Attempted the simple win — replace matmul_rows_gemv with matmul_2d in
forward_verify_paged_decode_attention — and it worked (0.44x -> 0.68x
on 5 prompts) but produced matched=false. Root cause is K/V drift, not
just logit rounding: matmul_2d at m=1 uses the custom GEMV path, at
m>=2 it uses cuBLAS GEMM, and the two produce different BF16 bits.
Verify then writes K/V with GEMM values while baseline decode would
have written GEMV values, and every downstream position drifts.
A near-tie fallback for the current row's logit does nothing to fix
already-diverged history, so it was reverted in the same session.
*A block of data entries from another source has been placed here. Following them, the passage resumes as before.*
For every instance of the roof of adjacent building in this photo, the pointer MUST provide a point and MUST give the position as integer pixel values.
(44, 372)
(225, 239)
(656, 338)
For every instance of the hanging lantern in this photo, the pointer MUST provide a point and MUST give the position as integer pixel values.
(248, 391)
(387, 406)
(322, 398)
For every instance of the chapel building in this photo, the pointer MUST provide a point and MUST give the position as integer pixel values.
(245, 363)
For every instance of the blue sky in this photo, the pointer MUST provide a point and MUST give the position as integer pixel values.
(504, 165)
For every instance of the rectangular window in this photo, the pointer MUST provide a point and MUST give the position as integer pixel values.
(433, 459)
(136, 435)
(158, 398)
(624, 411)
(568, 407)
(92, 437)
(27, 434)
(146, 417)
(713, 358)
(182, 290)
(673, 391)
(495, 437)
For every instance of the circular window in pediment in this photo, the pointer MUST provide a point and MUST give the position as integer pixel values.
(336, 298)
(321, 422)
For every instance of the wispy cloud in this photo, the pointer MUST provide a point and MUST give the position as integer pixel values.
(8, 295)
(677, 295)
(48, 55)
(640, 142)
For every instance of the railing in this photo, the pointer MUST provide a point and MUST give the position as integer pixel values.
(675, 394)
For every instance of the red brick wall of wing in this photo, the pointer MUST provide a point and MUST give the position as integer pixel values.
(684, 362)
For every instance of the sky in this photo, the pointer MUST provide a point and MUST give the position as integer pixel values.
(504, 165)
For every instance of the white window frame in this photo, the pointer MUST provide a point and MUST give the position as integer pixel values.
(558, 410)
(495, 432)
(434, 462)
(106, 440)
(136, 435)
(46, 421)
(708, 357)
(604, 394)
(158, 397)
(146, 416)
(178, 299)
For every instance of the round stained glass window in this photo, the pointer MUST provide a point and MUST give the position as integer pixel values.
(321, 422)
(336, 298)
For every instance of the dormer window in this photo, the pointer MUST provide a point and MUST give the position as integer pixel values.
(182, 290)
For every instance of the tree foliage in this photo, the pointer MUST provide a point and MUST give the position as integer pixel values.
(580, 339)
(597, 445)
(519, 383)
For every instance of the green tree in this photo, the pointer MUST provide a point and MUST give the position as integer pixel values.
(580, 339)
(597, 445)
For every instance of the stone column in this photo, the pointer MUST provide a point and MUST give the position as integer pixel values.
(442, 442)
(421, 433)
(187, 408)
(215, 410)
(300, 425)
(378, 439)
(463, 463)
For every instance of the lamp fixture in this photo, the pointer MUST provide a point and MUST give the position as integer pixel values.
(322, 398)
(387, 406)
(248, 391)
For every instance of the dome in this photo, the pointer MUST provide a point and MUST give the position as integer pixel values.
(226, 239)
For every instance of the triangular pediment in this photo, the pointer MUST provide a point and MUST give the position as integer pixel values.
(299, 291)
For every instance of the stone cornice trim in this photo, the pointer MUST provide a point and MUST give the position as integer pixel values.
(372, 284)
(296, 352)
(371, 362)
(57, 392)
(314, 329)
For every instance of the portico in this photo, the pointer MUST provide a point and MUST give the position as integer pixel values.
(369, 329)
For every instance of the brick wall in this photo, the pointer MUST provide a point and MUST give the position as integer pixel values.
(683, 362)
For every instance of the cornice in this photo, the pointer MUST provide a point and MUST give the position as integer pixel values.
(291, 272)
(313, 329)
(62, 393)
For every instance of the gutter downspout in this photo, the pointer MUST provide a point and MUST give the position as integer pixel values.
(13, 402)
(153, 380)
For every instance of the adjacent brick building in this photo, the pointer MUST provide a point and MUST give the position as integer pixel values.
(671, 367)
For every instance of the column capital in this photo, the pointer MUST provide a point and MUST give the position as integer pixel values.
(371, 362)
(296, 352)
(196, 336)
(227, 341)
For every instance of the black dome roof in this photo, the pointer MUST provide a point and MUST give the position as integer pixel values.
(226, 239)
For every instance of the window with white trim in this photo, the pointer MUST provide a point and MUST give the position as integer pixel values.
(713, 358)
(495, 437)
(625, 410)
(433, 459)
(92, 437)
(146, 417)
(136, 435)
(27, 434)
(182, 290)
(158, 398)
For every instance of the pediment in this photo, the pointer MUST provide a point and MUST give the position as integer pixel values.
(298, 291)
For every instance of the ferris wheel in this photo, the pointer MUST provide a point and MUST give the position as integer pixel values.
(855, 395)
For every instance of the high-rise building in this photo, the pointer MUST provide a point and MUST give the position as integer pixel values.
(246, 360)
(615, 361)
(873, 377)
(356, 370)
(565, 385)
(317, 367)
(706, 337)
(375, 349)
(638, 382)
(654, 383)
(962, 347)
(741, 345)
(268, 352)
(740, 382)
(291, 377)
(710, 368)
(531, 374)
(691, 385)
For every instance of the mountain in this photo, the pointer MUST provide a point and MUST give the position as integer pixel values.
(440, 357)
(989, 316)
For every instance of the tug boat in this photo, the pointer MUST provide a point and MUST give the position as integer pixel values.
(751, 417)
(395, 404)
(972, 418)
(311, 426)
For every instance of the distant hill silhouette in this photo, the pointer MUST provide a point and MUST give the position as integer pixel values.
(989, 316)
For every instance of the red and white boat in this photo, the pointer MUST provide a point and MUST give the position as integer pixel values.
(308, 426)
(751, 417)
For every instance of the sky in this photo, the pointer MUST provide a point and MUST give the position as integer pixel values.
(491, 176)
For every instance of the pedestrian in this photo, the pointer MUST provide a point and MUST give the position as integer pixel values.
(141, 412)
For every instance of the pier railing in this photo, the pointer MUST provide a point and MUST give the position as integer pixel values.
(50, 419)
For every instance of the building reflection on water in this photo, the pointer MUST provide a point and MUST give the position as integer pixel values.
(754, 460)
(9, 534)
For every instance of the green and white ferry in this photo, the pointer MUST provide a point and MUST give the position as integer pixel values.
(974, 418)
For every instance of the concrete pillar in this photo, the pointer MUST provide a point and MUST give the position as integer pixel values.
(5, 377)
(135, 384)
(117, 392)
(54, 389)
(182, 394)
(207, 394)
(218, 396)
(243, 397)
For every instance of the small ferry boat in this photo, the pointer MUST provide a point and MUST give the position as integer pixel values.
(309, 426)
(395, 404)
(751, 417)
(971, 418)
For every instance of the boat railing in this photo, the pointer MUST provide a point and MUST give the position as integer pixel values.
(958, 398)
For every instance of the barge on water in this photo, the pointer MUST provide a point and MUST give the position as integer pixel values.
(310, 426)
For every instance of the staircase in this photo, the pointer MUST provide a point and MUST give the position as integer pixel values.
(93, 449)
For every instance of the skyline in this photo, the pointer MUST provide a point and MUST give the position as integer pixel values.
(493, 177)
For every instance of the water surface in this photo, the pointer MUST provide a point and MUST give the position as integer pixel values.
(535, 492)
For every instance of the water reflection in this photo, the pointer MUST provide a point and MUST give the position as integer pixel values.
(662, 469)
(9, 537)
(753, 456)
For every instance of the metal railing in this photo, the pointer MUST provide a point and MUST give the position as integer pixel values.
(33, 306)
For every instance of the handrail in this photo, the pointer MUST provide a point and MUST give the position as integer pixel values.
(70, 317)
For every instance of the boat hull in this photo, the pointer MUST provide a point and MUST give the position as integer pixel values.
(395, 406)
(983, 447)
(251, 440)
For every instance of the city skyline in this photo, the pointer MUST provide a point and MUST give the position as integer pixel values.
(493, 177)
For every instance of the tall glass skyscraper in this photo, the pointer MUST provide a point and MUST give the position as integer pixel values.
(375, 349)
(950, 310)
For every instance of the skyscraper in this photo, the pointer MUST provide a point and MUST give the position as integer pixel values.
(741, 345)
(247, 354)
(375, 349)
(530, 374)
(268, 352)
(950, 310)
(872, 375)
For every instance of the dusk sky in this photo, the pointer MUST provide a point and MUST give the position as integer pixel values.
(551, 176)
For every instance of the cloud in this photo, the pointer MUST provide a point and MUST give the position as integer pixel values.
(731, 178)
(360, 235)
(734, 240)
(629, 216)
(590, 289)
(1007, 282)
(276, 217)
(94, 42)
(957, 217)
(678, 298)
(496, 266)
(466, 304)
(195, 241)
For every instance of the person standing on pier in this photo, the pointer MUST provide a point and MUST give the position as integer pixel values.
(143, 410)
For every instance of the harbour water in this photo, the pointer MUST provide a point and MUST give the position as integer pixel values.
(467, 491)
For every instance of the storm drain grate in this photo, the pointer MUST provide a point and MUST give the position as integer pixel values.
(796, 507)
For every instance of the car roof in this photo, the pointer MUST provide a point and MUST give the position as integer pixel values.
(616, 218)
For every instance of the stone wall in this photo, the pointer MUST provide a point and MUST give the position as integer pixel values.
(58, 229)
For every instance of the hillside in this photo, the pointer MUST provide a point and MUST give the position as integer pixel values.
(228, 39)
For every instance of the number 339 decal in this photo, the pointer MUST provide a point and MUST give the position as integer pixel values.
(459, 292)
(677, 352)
Docs/24 captures the finding and lays out the actual path forward:
implement a launch_gemv_bf16_batched kernel that runs gamma m=1 GEMVs
in a single launch with bit-identical output to gamma sequential
calls, then add draft-side CUDA graph and adaptive gamma.
Also includes a back-of-envelope that shows current acceptance rate
0.39 + verify=13ms lands close to 1.0x speedup even with verify made
free; hitting speedup_e2e > 1 needs launch-overhead savings AND either
higher acceptance or a cheaper draft.
Reverts: none (Phase 24 attempts never landed on main). Only the doc.